The God Committee

DRAMA; 1hr 39min

STARRING: Kelsey Grammer, Julia Stiles, Janeane Garofalo

Tick-tock: Stiles and Grammer

Playing God, in life as in the arts that reflect it, is rarely a slam dunk, especially in a fight to the death. When a heart becomes available at a New York City hospital, the question of who gets the donor goods is hot with urgency for the six members of its transplant committee — they have an hour to decide — and rife with ethical pitfalls. Surgeon Andre Boxer (Grammer), without doubt the chilliest fish in any think tank, is all pragmatism and no compassion. Liberal newcomer Dr Jordan Taylor (Stiles) is his caring opposite and secret lover (go figure, which she has tried and failed to do). Committee chair Dr Valerie Gilroy (Garofalo) is so world-weary she practically creaks. And they’re just the first three. Would you want your fate in their batting hands? No, you would not, and Jordan wouldn’t blame you. “Ideally no one should have the right to decide who gets priority,” she protests. But like the paradox of law and justice, rights in this tug of war come down to personal pull. With one candidate young and financially entitled and the other older and not, the choice between them narrows to a financial knife-edge.

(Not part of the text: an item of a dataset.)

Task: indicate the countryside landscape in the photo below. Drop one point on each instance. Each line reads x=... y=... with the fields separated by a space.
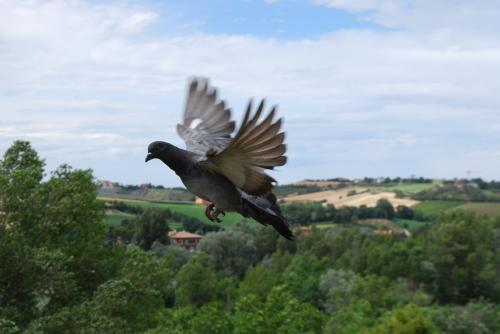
x=371 y=255
x=249 y=167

By cutting between the 11th-hour politics of 2014 and the people Boxer and Jordan have become in 2021, film-maker Austin Stark’s fiery screenplay — based on the 2006 play by Mark St. Germain — turns a searchlight on choice and repercussion. In 2021, a haggard Boxer is hustling for donations in the private sector of animal-to-human organ transplants while in desperate need of a transplant himself, oh the irony, while Jordan, now running the hospital’s cardiovascular show, has her own decisions to reckon with.


Between those touchy developments and the spinning of tactical wheels as the 2014 hour of organ expiration draws near, the performances bristle and flare across the two timelines. But the heart of both matters rests firmly with a nuanced Stiles. Her illusions eroded, holding tight to what remains, Jordan’s own heart continues to beat, regardless of the cost.